Demônios
- Millena Calazans
- 15 de set. de 2019
- 3 min de leitura
Já faz quase uma hora que eu estou sentada nesse chão frio da estação. Já faz quase três horas que eles estão sussurrando em meus ouvidos. E não param... Por mais que eu implore, eles continuam.
"inútil" " fracassada" "todos te odeiam"
Minha mãe já me ligou mais de 10x. Minha melhor amiga já me mandou milhares de mensagens.
"Pule. Pule. Pule. Pule" eles sussurram em uníssono quando o metrô se aproxima.
Agora ele está ligando... Como isso chegou até ele? Ameacei pegar o celular e atendê-lo, mas me impediram.
"É sério que você ainda acredita nisso? Olhe para você!" "Você não é nada... Quem se importa?"
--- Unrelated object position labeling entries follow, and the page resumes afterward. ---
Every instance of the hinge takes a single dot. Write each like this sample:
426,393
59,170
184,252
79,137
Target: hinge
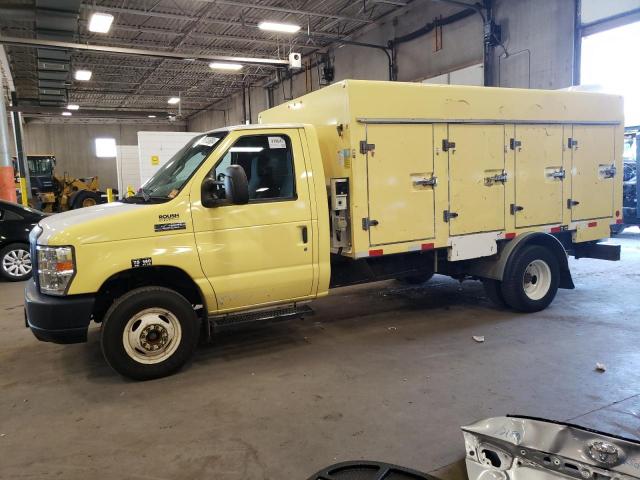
426,182
366,223
558,174
516,208
446,145
366,147
608,171
449,215
500,177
— Por favor.... Parem. — Ficava difícil implorar com um nó imenso na garganta. Ainda mais difícil quando não é uma pessoa quem diz.
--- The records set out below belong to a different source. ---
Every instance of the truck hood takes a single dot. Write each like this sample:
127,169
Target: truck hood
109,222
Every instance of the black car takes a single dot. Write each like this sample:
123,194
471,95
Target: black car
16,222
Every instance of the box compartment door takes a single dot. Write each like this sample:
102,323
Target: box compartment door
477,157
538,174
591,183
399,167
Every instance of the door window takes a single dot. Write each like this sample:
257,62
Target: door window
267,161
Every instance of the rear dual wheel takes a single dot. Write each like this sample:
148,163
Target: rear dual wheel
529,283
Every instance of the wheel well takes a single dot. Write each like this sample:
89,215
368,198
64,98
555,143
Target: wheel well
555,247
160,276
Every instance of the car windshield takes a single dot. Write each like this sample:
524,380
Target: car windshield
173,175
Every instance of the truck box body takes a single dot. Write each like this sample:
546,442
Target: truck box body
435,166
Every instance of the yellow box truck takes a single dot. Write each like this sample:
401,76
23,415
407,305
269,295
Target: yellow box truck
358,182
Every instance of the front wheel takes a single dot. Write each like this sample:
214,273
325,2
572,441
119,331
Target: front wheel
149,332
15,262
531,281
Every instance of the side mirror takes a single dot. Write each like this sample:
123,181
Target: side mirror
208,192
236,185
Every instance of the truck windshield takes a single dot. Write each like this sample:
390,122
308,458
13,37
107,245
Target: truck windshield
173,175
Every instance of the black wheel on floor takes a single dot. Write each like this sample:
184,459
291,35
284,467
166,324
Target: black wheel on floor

"Fraca!" "Pule. Pule. Pule. Pule!" "Acabe conosco! Pule!"
Senti alguém se aproximar. Levantei a cabeça e havia um senhor, tinha por volta de uns 70 anos. Estava todo de branco, e uma sandália, mesmo no frio. Ele sorriu pra mim, e com muito esforço sentou-se no chão ao meu lado.
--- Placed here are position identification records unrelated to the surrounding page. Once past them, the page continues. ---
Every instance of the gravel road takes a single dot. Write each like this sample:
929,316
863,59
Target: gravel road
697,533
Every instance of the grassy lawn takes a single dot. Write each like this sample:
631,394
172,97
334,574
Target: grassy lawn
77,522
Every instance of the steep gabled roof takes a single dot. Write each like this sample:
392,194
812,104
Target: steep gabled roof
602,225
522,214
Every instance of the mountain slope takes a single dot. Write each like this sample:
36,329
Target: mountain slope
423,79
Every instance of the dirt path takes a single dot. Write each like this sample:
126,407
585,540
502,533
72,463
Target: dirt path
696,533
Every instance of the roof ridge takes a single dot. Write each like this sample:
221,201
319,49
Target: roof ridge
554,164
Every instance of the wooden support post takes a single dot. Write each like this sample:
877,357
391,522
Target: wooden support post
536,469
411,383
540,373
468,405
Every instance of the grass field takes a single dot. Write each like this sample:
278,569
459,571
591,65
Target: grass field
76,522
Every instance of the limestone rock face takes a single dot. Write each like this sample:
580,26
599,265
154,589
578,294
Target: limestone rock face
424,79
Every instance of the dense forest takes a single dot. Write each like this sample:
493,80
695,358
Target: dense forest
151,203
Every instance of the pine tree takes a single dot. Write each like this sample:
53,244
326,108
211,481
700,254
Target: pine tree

— Qual é o nome deles? — Olhei confusa para ele enquanto secava as lágrimas com a manga do moletom.
— Desculpe-me, senhor. Mas de quem o senhor está falando?
— Escutei a senhorita dizer para pararem... Quem?
— Ah... Sim. Não é ninguém. Fiquei tranquilo!
"Hahaha você realmente vai confiar nas palavras de um estranho?" "Olha só, passando vergonha."
— Está mentindo...
— É apenas meus pensamentos. Fique tranquilo. — Ele se inclinou para mais perto e olhou no fundo dos meus olhos. Ao contrário dos meus, seus olhos eram tão azuis quanto o céu, um azul de hipnotizar qualquer um.
— Não são apenas seus pensamentos. Eu posso vê-los te atormentando. — Fiquei encarando-o por um tempo, quem era ele.
"Não acredite no que esse velho diz."
— Desculpe, Senhor, mas quem é você?
— Meu nome não importa, menina. Deixe disso. O que importa é que você seja mais forte que eles.
— Eles, quem?
— Seus demônios. — Pisquei algumas vezes, aquilo não era real. — Seus olhos os entregam. Está tudo muito escuro.
— Meus olhos são castanhos...
— Não digo no sentido denotativo. Eu posso ver sua alma também. Como você aguenta ficar assim, por tanto tempo?
— Assim como?
— Você está se afogando em si, está lutando consigo mesma. Pare de gastar energia com isso, lute contra eles. É possível ver o quão está assustada, não só com eles, mas comigo também. Não precisa ter medo de mim. Já nos conhecemos...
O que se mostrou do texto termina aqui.